3rd Director-General of the GBC
- In office 1970–1972
- President: Edward Akufo-Addo
- Prime Minister: Kofi Abrefa Busia
- Preceded by: William Frank Kobina Coleman
- Succeeded by: Lebrecht Wilhelm Fifi Hesse

Personal details
- Born: Stephen Bekoe Mfodwo 18 July 1930 Akuapem Akropong, Gold Coast
- Died: 2015 (aged 84–85)
- Education: Achimota School
- Alma mater: University of Ghana
- Occupation: General Manager & Director-General of the GBC (1970–1972)

= Stephen Bekoe Mfodwo =

Ghanaian academic and broadcasting executive

Stephen Kofi Bekoe Mfodwo (18 July 1930 – 2015) was a Ghanaian public servant. He served as the Director General of the Ghana Broadcasting Corporation from 1970 to 1972.
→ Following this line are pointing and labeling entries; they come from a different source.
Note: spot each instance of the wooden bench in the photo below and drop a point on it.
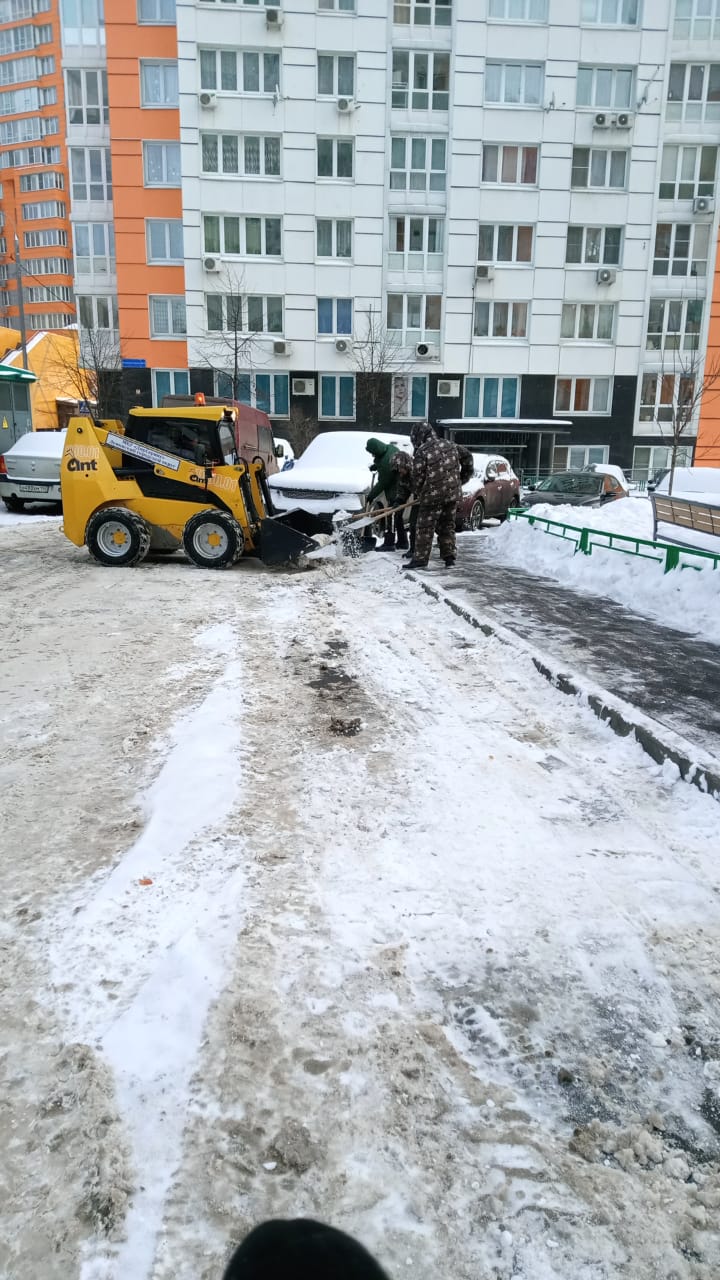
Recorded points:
(688, 516)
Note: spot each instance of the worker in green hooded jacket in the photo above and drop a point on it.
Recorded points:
(390, 481)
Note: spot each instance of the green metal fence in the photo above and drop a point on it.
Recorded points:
(588, 539)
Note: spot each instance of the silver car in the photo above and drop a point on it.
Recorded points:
(30, 471)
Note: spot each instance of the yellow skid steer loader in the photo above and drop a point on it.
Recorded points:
(169, 479)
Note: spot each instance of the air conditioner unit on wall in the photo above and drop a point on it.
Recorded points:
(427, 351)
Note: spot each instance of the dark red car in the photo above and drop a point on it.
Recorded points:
(488, 496)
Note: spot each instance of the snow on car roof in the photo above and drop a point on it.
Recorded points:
(39, 444)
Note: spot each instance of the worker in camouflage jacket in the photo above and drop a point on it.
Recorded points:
(391, 484)
(436, 487)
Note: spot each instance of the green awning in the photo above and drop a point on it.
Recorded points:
(9, 374)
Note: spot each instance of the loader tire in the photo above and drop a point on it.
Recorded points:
(213, 539)
(117, 536)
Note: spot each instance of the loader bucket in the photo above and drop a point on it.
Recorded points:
(279, 544)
== Early life and education ==
Born on 18 July 1930, Mfodwo hailed from Akropong Akuapem in the Eastern Region of Ghana (then the Eastern Colony of the Gold Coast). He was given the name of his maternal grandfather, Nana Mfodwo, who was then the Adumhene of Akuapem. He enrolled at Achimota College in January 1945 for his secondary education on a government scholarship. There, he was made to join the second year students instead of those in their first year. In December 1948, Mfodwo obtained his Cambridge School Certificate, and continued with his sixth form education at Achimota College in January 1949. Following the completion of his sixth form education, he obtained his Cambridge Higher School Certificate in December 1950. He was later admitted to the University of Ghana in October 1951 to read English. He graduated in June 1954 and was awarded a bachelor's degree. He returned to the University of Ghana in October 1955 for his postgraduate studies, he completed the program in June 1955 and was awarded a Post-Graduate Certificate in Education.

== Career ==
Mfodwo joined the Gold Coast Broadcasting System (now Ghana Broadcasting Corporation) in early 1956. Later in 1956, he was sent to the United Kingdom for a one-year attachment with the British Broadcasting Corporation. After spending about six years with the Ghana Broadcasting Corporation, Mfodwo gained employment at the University of Ghana as an Assistant Registrar in April 1962. In 1970, he returned to the Ghana Broadcasting Corporation working as the Director General. He served in this capacity until August 1972. He consequently returned to the University of Ghana as a Senior Assistant Registrar and later, a Deputy Registrar. He was succeeded by Lebrecht Wilhem Fifi Hesse. He remained in the position of a Deputy Registrar until his retirement.

== Honours and death ==
Mfodwo was awarded an honorary doctorate degree by the University of Ghana. He was a Christian and a member of the Presbyterian Church of Ghana. He was married to Esther (née Sao), and together, they had three children. Aside from the English language, Mfodwo was knowledgeable in the Twi and Ga languages. He died in 2015.